Inês Cosme (Foto: Filipe Amorim/Global Imagens)

O soundbite de que o crescimento económico é o principal objetivo, o fim último do bem-estar das sociedades, não faz sentido aqui. O decrescimento defende a diminuição da escala de produção e de consumo como algo importante para resolver a crise ecológica e a crise social. Os recursos não são ilimitados e investir em indústrias menos poluentes, para reciclar e reutilizar, já não é suficiente. “Já ultrapassámos este ponto. Temos de debater a diminuição do consumo, mudar o sistema económico que temos.”

Os decrescentistas falam de justiça, de equidade social. “Os países mais ricos devem abrandar e diminuir a escala da sua produção e consumo.” Inês Cosme participa em debates e sessões de esclarecimento sobre o decrescimento e adianta algumas alternativas dentro de uma visão de sustentabilidade que se diferencia do mainstream. Novos modelos de troca de bens e serviços, moedas locais, negócios mais justos, mais horizontais, cooperativas, limitar a publicidade que alimenta necessidades de consumo que não são vitais.

Nas pesquisas que tem feito, mergulha no assunto e tem chegado a algumas conclusões. “Existem três maneiras de contribuir para transformar a sociedade numa perspetiva de decrescimento: ativismo de oposição, isto é, ação direta da sociedade civil; construção de alternativas, através da criação de novas instituições; reformismo, através de ações dentro das instituições existentes.”

Num inquérito que fez a 60 iniciativas de sustentabilidade em Portugal verificou que, apesar de não se intitularem de decrescimento, essas estruturas têm uma visão e práticas alinhadas com a redução dos impactos ambientais das atividades humanas, com a redistribuição de rendimentos e riqueza, com a transição de uma sociedade materialista para uma sociedade convivial e participativa.

Álvaro Fonseca, um dos coordenadores da Rede para o Decrescimento, ex-professor universitário de Microbiologia, agora ativista político e educador ambiental, não compra roupa há vários anos, tem herdado e reutilizado o seu vestuário, compra no comércio local, evita grandes superfícies, anda a tentar encontrar um ponto para entrega de cabazes alimentares biológicos no bairro onde mora, em Lisboa. Saber que o modelo económico é insustentável, ambiental e socialmente, leva-o a questionar o que está à sua volta e a perceber que a mudança pessoal não existe sem a mudança coletiva e vice-versa. “Não há uma sem a outra, as duas alimentam-se.”

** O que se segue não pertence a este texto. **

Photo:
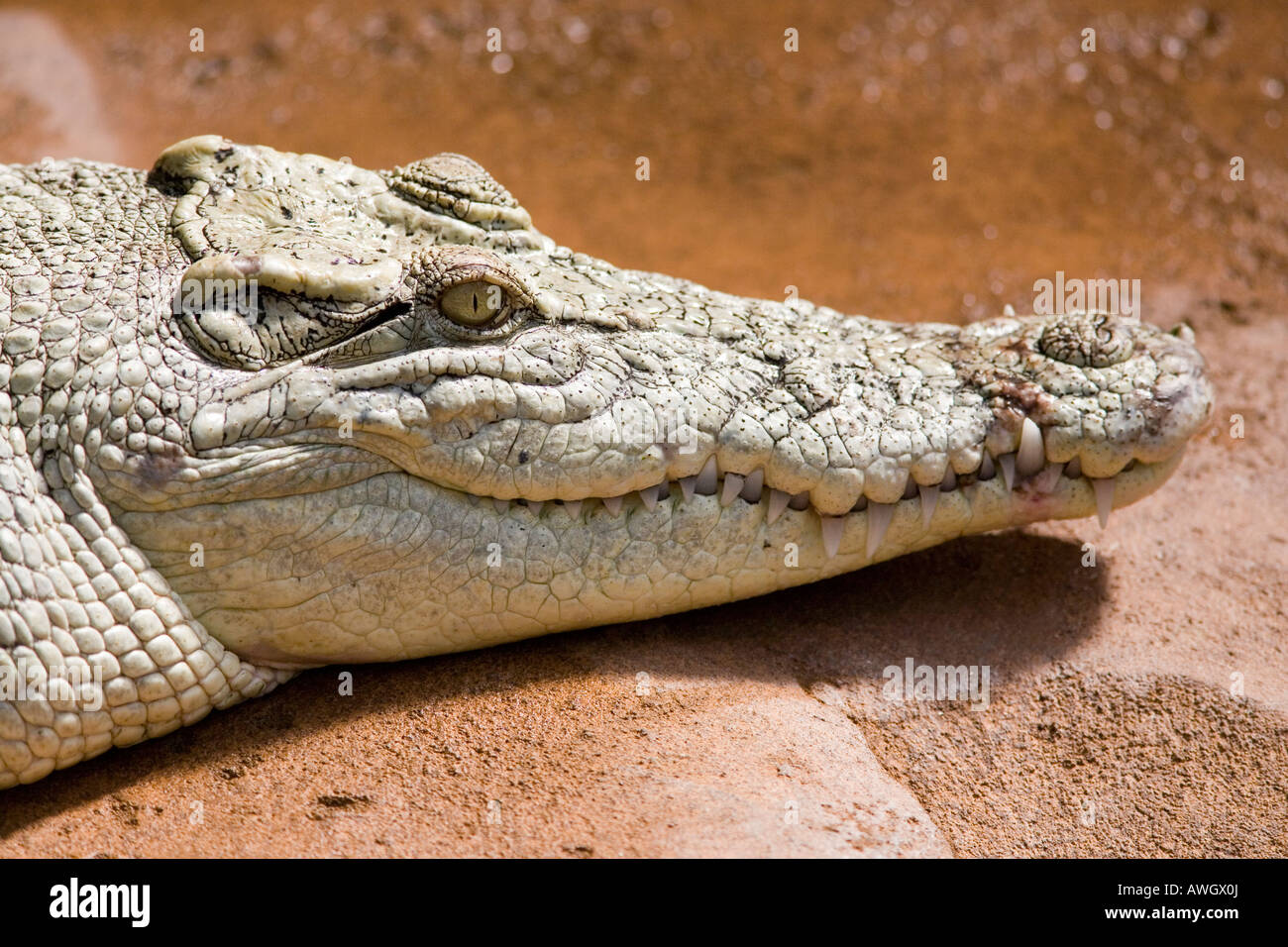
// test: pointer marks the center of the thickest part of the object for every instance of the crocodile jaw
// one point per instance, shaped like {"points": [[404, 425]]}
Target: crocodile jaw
{"points": [[394, 567]]}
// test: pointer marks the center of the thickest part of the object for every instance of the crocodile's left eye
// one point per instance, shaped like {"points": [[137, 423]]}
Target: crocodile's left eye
{"points": [[476, 304]]}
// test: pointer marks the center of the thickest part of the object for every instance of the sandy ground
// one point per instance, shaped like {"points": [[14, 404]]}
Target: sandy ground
{"points": [[1137, 706]]}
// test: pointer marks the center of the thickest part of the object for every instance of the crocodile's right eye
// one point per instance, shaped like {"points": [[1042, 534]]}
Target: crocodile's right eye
{"points": [[475, 304]]}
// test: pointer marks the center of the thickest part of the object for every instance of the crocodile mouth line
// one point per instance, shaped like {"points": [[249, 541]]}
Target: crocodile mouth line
{"points": [[1024, 484]]}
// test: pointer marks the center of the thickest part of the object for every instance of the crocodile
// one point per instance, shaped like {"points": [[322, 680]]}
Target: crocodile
{"points": [[267, 411]]}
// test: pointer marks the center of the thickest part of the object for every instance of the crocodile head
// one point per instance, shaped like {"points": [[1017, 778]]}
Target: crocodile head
{"points": [[397, 420]]}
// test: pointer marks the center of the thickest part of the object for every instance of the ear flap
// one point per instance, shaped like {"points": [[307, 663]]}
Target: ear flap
{"points": [[459, 187]]}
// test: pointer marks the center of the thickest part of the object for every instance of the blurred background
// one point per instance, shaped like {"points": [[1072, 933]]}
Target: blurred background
{"points": [[768, 167]]}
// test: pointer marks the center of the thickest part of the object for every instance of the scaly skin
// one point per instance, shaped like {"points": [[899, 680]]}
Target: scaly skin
{"points": [[362, 463]]}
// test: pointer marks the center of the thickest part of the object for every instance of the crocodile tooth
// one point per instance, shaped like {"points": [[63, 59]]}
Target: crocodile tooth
{"points": [[928, 497], [1008, 463], [777, 504], [687, 484], [1030, 455], [879, 521], [707, 479], [1104, 487], [732, 487], [832, 530]]}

Álvaro Fonseca (Foto: Carlos Costa/Global Imagens)

“O decrescimento é uma crítica ao sistema económico como paradigma social.” Uma censura à frase batida de que quanto mais produção, mais consumo, mais bem-estar, mais felicidade. Olha para várias dimensões, questiona o Mundo mais próximo para ver mais além. “No fundo, o decrescimento convoca a possibilidade de olhar para o sistema tal como está, com os seus pontos fracos, e perceber as práticas que já existem e que possam retirar-nos deste caminho que é insustentável”, resume.

O decrescimento não é uma receita ou uma fórmula mágica – observa, questiona, mostra caminhos e possibilidades para um novo paradigma num planeta que esgota recursos e vive com medo de colapsar. De ter diante de si um prazo de validade concreto.